Hızlıca indim bisikletimden, ve kaldırıma bıraktım onu. Yorulmuştum, nefes nefeseydim adamın kapısının önünde bittiğimde. Hemen parmaklarımın arasında parçalanmak üzereymiş gibi duran telefonumun çiziklerle -ki ben onlara anılar demeyi seviyorum- dolu ekranındaki numaraları süzdüm. Saat beşi on altı geçiyordu, yetişmiştim, bu beni tatmin etti ve gülümsedim kapıyı tıklattığımda. Sanki kapının hemen ardında beni bekliyormuşçasına sonuna kadar açtı kapıyı, belki sadece iki saniyede buldum onu karşımda.

"Günaydın Jeonggukkie." Hyunshik Hyung koca bir adam gibi -her zaman böyle tasvir ediyorum onu biliyorum fakat ona bu kelimelerden daha iyi uyan bir şey bulamıyorum- gülümsedi bana. Ona bakmak için başımı kaldırdım, benden hayli uzundu ne de olsa.

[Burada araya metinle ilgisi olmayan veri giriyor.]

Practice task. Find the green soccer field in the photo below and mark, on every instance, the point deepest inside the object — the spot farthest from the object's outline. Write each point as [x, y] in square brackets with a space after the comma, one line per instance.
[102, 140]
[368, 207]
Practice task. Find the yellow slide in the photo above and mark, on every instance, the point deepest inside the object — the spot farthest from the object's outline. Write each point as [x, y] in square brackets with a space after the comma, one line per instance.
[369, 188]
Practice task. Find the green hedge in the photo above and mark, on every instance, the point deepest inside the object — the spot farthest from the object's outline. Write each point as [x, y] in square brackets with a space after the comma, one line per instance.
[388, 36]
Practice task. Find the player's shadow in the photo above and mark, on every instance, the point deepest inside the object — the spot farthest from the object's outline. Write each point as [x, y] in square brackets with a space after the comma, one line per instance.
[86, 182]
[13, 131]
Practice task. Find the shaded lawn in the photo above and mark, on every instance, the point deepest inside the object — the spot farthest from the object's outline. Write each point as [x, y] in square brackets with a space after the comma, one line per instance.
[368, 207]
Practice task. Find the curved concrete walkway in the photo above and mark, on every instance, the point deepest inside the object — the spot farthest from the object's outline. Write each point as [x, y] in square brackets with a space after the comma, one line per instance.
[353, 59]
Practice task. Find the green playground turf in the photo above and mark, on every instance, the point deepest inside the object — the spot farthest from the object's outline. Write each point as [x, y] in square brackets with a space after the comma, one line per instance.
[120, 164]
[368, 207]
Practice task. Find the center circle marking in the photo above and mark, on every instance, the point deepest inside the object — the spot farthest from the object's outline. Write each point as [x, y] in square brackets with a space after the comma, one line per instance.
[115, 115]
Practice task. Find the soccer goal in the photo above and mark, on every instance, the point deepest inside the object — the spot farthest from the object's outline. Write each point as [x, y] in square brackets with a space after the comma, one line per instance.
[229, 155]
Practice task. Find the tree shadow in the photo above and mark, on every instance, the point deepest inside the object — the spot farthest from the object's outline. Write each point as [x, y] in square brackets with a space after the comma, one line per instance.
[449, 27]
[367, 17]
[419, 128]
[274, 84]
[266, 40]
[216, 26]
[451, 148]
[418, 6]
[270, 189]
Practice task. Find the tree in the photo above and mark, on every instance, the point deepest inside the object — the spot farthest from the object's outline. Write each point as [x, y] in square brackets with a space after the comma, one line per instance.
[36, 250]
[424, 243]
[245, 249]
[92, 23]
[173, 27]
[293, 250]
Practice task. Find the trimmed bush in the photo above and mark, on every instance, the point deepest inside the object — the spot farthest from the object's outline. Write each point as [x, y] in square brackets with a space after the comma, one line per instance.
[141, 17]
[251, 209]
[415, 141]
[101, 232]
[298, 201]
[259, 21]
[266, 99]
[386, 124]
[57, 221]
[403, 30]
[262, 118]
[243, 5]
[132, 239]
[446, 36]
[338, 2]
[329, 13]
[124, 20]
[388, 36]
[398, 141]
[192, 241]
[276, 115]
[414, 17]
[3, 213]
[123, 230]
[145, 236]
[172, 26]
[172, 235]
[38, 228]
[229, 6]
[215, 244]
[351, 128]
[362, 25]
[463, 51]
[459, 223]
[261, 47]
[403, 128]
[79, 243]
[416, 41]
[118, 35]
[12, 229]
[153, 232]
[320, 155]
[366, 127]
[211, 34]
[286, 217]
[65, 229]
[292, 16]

Doğru ona bakmak için başımı kaldırıyordum ve belki ona yumruk atmak isteseydim parmak ucuna kalmam gerekecekti fakat yine de ondan tırsmadım. Onda bana güven veren bir şey vardı, belki mesafeli bir baba figürüydü benim için bir nevi. Babamla konuşalı seneler olmuştu, son beş senedir sadece bağırıyorduk, kimse konuşmuyordu ve kimse dinlemiyordu.